At the moment, the cars used in the experiment followed the pre-planned path, but the company expresses its confidence in developing technology that would make it possible for a car to follow paths without extensive prior preparation. This helps to give independence to persons with driving difficult and disabilities.
The development of the technology was inspired by the determination of the company to develop a car that would assist persons with disabilities independence to drive. The blind and other persons with disabilities that make driving difficult or impossible are specifically targeted by this car. In addition to assisting the disabled persons, the technology has cost-reducing implications both to the governments and individuals with the opportunity to scale.

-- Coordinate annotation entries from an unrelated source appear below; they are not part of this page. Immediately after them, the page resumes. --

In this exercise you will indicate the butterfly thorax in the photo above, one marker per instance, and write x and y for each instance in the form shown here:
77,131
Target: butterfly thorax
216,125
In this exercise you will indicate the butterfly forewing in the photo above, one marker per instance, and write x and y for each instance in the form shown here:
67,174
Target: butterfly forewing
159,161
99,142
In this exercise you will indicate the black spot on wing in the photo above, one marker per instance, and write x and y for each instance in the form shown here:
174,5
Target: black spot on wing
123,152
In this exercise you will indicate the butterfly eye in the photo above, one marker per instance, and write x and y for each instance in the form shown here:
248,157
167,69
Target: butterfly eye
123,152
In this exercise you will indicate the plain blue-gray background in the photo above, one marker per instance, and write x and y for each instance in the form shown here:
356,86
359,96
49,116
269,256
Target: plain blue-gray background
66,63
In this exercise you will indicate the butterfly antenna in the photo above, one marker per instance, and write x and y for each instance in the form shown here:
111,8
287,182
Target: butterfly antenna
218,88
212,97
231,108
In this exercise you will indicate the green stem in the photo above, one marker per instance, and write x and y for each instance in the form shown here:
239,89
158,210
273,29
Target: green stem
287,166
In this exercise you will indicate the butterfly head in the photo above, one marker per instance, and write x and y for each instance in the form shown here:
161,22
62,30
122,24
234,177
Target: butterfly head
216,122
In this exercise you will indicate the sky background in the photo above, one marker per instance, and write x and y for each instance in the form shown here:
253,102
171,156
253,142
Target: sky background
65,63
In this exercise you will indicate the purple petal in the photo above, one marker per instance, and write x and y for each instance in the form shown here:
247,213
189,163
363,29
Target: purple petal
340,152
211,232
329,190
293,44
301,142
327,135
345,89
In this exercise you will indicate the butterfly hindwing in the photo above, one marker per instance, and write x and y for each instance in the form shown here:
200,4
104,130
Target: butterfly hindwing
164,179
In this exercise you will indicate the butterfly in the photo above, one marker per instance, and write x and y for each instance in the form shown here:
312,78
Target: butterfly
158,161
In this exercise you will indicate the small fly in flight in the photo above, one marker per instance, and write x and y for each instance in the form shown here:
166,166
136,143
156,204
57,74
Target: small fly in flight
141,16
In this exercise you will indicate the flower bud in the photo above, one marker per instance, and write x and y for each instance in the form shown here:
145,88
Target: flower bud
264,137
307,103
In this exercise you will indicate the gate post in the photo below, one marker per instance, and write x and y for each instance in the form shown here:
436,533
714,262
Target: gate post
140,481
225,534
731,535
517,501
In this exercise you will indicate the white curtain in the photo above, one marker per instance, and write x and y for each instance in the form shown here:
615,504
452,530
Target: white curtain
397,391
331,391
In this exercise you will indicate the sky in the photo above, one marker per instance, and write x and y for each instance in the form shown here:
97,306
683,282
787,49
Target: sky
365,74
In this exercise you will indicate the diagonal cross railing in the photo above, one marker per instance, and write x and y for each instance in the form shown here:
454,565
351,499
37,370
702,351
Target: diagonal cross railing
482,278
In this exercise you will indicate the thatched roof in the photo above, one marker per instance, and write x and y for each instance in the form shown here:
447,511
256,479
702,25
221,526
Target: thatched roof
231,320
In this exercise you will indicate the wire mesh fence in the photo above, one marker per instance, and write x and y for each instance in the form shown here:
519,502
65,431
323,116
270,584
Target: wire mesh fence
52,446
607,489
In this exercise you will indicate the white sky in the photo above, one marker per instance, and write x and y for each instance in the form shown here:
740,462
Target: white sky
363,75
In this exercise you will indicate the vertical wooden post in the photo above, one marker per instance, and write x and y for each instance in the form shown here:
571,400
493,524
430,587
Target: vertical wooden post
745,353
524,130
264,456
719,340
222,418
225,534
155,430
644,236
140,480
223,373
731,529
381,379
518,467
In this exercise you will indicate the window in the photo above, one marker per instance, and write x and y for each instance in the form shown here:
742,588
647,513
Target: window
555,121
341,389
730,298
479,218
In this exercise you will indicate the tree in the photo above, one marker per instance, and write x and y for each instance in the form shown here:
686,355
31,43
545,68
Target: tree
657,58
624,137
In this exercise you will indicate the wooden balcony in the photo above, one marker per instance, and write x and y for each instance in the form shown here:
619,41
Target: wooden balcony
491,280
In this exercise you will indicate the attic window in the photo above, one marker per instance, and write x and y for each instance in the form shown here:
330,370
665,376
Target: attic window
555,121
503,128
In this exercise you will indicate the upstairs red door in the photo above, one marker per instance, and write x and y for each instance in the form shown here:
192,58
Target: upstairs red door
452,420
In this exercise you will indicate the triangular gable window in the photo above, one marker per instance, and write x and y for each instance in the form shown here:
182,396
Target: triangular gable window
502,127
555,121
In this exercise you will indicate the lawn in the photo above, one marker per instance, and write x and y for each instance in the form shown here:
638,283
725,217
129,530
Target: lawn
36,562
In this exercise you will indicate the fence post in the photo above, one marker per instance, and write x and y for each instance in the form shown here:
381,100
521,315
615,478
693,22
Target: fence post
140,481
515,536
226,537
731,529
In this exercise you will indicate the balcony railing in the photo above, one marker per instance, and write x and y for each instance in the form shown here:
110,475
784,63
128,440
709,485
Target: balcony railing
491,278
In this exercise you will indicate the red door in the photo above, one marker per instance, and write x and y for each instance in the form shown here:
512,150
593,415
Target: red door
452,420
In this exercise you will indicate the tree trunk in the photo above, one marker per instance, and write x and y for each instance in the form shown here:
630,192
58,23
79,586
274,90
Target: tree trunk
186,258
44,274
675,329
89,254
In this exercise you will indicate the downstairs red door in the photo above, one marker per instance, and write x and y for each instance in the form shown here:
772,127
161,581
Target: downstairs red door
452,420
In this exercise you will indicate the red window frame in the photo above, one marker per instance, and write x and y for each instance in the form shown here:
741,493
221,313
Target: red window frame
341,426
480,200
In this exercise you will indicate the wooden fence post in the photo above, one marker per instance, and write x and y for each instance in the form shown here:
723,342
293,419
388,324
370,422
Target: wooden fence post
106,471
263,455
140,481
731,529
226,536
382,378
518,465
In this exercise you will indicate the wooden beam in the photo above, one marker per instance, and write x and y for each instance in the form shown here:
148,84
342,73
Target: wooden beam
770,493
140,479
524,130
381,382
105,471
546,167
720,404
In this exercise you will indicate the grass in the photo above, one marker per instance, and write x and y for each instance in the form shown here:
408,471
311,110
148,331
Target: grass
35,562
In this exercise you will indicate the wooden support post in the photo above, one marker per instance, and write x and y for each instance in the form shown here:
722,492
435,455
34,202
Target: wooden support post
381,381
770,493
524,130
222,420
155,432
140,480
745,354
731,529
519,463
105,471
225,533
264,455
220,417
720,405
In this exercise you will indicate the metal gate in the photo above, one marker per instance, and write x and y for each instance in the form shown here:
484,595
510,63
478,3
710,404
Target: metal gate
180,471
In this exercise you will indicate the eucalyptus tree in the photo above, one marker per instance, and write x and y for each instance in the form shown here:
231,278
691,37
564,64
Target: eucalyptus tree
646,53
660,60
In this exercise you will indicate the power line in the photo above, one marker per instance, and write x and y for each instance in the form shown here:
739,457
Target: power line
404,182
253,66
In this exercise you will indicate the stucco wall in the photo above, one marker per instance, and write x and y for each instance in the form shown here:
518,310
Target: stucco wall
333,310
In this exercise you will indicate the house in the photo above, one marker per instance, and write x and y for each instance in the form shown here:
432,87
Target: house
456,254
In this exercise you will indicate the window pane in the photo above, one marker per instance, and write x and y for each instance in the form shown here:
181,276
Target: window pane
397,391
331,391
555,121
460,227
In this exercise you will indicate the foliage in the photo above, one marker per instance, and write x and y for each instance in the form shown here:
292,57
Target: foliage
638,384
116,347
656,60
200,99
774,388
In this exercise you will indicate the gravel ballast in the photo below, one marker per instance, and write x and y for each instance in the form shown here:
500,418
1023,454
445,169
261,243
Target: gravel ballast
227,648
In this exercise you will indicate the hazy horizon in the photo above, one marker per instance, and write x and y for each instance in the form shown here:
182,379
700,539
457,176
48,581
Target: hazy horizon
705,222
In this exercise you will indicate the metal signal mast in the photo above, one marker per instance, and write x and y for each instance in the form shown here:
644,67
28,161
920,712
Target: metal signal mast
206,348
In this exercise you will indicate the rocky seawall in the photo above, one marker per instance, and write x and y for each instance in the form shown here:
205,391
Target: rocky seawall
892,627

For example, the technology features potential that can help to enhance the capacity and efficiency through allowing cars to drive at close distance without causing any major accidents. The technology also has the potential for automating more efficient routes that would in turn help in effective decongestion of urban arteries, while at the same time reducing the amount of carbon dioxide released to the atmosphere and the cash spent on gasoline. According to Sebastian Thrun, the car can create a significant economic difference regarding the fuel and time saved through avoiding common mistakes and negligence experienced on the roads.
Over time, Google is expecting their cars to become more efficient through developing innovative tools with higher ability to interpret information required to help in understanding navigation paths. The maps will be updated using sensory input, thereby, making it possible t navigate efficiently in uncharted routes.
In preparation to welcome this technology, Nevada made laws in June 2011 that would allow the use of the driverless cars in the state. These regulations took effect in the state since 1st March 2012. Google has been advocating for the creation of a rule that would allow these cars to be used alongside other vehicles.
The system integrates information acquired from the Google Street View and the artificial intelligence software that brings together input from video cameras mounted in the car, radar sensors in front of the car LODAR sensors mounted on the car and the position sensors mounted on the back wheels and helps in locating the position of the car on the map. The system has been mounted on various car models and tested whether they have excellent performance. The tests done on the cars that were released on the streets had limited human intervention.
The team has tested at least eight different kinds of cars that include: six Toyota Prius, a Lexus RX450h, and Audi TT. In the cars being tested were dozens of drivers with clean driving record and Google’s engineer on the co-driver seat. The test drive was conducted in the San Francisco’s Lombard Street that is famous for steep hairpin corners and through the city traffic.
The automobile moves at the speed stored in its maps. It is also capable of keeping its distance from other cars ahead of it with the help of sensors mounted on it. There is as well an override program that allows a human to take control of the car such as pressing the turning the wheel or stepping on the brake, just like the cruising controls already mounted in the car.
Although Google has not yet started developing the technology for commercial purposes, it hopes to pioneer technology that it can later sell to the automobile manufacturers.